Nunca quise a mi esposa y se lo dije más de una vez. La culpa no era suya — convivíamos con aparente normalidad.
Me llamo Javier Martínez, vivo en Toledo, donde las cicatrices de la guerra civil y el gris de lo cotidiano se funden en las piedras. Nunca amé a Lucía, mi mujer, y se lo escupí como veneno en incontables ocasiones. Ella no lo merecía — jamás alzó la voz, ni reprochó, siempre serena, entregada, casi beatífica. Pero mi alma permanecía fría como el cauce del Tajo en enero. La ausencia de amor me carcomía por dentro.
Cada mañana despertaba con un único propósito: marcharme. Anhelaba encontrar a una mujer que encendiera algo en mí, que me hiciera sentir vivo. El destino, sin embargo, me burló con crudeza, volviendo todo del revés hasta dejarme sin aliento. Con Lucía había comodidad, como un sillón desgastado pero familiar. Ella llevaba la casa con pulso firme, lucía una belleza que hacía volver cabezas en la calle, y mis amigos murmuraban: «¿Dónde encontraste a esta joya, afortunado?». Yo mismo ignoraba qué virtud atraía su devoción. Un hombre corriente, sin méritos, y ella me amaba como si fuese su universo entero. ¿Cómo era posible?
Su entrega me asfixiaba. Peor aún: si me iba, otro la tomaría. Alguien mejor, más gallardo, con más pesetas en el bolsillo — alguien que valorara lo que yo desdeñaba. Al imaginarla en brazos ajenos, la rabia nublaba mi juicio. Era mía — aunque jamás la hubiese querido. Ese instinto de posesión me superaba, ahogando la razón. ¿Puede uno vivir décadas junto a un corazón mudo? Creí poder, pero me equivoqué — una tormenta crecía dentro, imparable.
«Mañana se lo diré», juré al acostarme. Con el desayuno, reuní valor. «Lucía, siéntate. Debemos hablar», inicié, clavando la mirada en sus ojos tranquilos. «Claro, cariño, ¿qué ocurre?», respondió ella, dulce como siempre. «Imagina que nos divorciamos. Me voy, vivimos separados…». Soltó una risa ligera, como si fuese un juego: «¿Qué fantasías son estas?». «Escucha, hablo en serio», corté secamente. «Vale, ya me imagino. ¿Y?», preguntó, aún sonriente. «Dime la verdad: ¿buscarías a otro si me marcho?». Se quedó inmóvil. «Javier, ¿qué te pasa? ¿Por qué piensas eso?», su voz tembló levemente. «Porque no te quiero y nunca te quise», solté, afilado como navaja.
Palideció. «¿Qué dices? ¿Es broma? No entiendo…». «Quiero irme, pero pensar que estarás con otro me enloquece», confesé, temblando. Calló un instante, luego murmuró con tristeza antigua: «Nadie superará lo que fuiste.
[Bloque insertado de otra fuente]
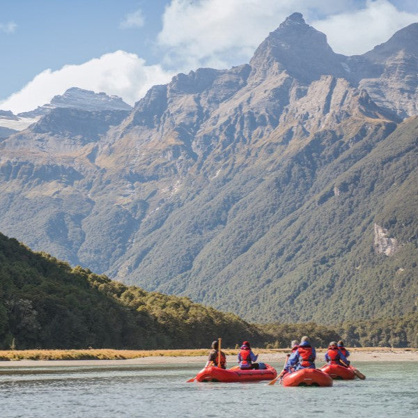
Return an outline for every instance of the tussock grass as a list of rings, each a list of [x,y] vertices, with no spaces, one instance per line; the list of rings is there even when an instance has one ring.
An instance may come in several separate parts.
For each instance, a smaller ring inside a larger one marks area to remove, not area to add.
[[[237,350],[222,350],[227,355],[234,355]],[[280,353],[286,350],[256,349],[257,353]],[[192,350],[0,350],[0,361],[11,360],[118,360],[145,357],[206,356],[208,349]]]

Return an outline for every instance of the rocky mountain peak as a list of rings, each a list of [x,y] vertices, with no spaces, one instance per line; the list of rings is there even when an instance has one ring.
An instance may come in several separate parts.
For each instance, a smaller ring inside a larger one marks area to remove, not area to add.
[[[280,26],[284,27],[286,25],[299,24],[306,24],[306,22],[304,21],[304,19],[303,18],[303,15],[302,13],[300,13],[299,12],[295,12],[294,13],[292,13],[290,16],[288,16],[286,18],[285,21],[282,24],[281,24]]]
[[[250,65],[258,77],[275,70],[307,83],[324,75],[344,76],[339,56],[328,45],[326,36],[305,23],[299,13],[288,16],[270,32]]]
[[[118,96],[109,96],[105,93],[95,93],[78,87],[71,87],[63,95],[54,96],[50,103],[38,107],[35,110],[19,114],[18,116],[29,118],[44,116],[57,107],[88,111],[130,111],[132,109]]]
[[[377,63],[385,63],[388,58],[398,55],[418,56],[418,23],[413,23],[398,31],[387,42],[375,47],[364,56]]]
Vete, yo me quedaré sola». «¿Lo juras?», exigí. «Sí», asintió, sosteniendo mi mirada. «Espera… ¿adónde iré yo?», balbuceé, confundido. «¿No tienes dónde?», inquirió, sorprendida. «No, siempre vivimos juntos. Supongo que… deberé quedarme cerca», musité, sintiendo el suelo ceder. «Tranquilo — respondió ella —. Tras el divorcio, dividiremos el piso en dos». «¿Y aceptas? ¿Por qué?», pregunté, desconcertado. «Porque te amo. Y quien ama no ata», sentenció.
Pasaron meses. Firmamos el divorcio. Luego supe la verdad: Lucía mintió. Tenía a otro — alto, seguro, de sonrisa fácil. El piso heredado de su abuela nunca se dividió. Me quedé sin hogar, sin familia, sin fe. La traición llegó como puñalada, y aún escucho su voz: «Me quedaré sola». Mentira. Fría y calculada, y yo, necio, la creí.
¿Cómo confiar ahora? No lo sé. Mi vida con ella era cómoda, pero vacía; ahora ni eso existe. En una habitación alquilada de Lavapiés, contemplo la pared y repaso aquella conversación. Su calma, sus palabras — todo fue máscara. Los amigos dicen: «Es tu culpa, Javier, ¿qué esperabas?». Tienen razón. No la amé, pero quise poseerla como objeto. Ella se fue, dejándome la soledad que tanto temí. Quizá es mi castigo — por el hielo, el egoísmo, por no valorar su corazón. Ahora estoy solo, y el silencio duele más que su ausencia. ¿Qué opináis de mi historia? Ni yo sé quién fue más insensato — ella o yo.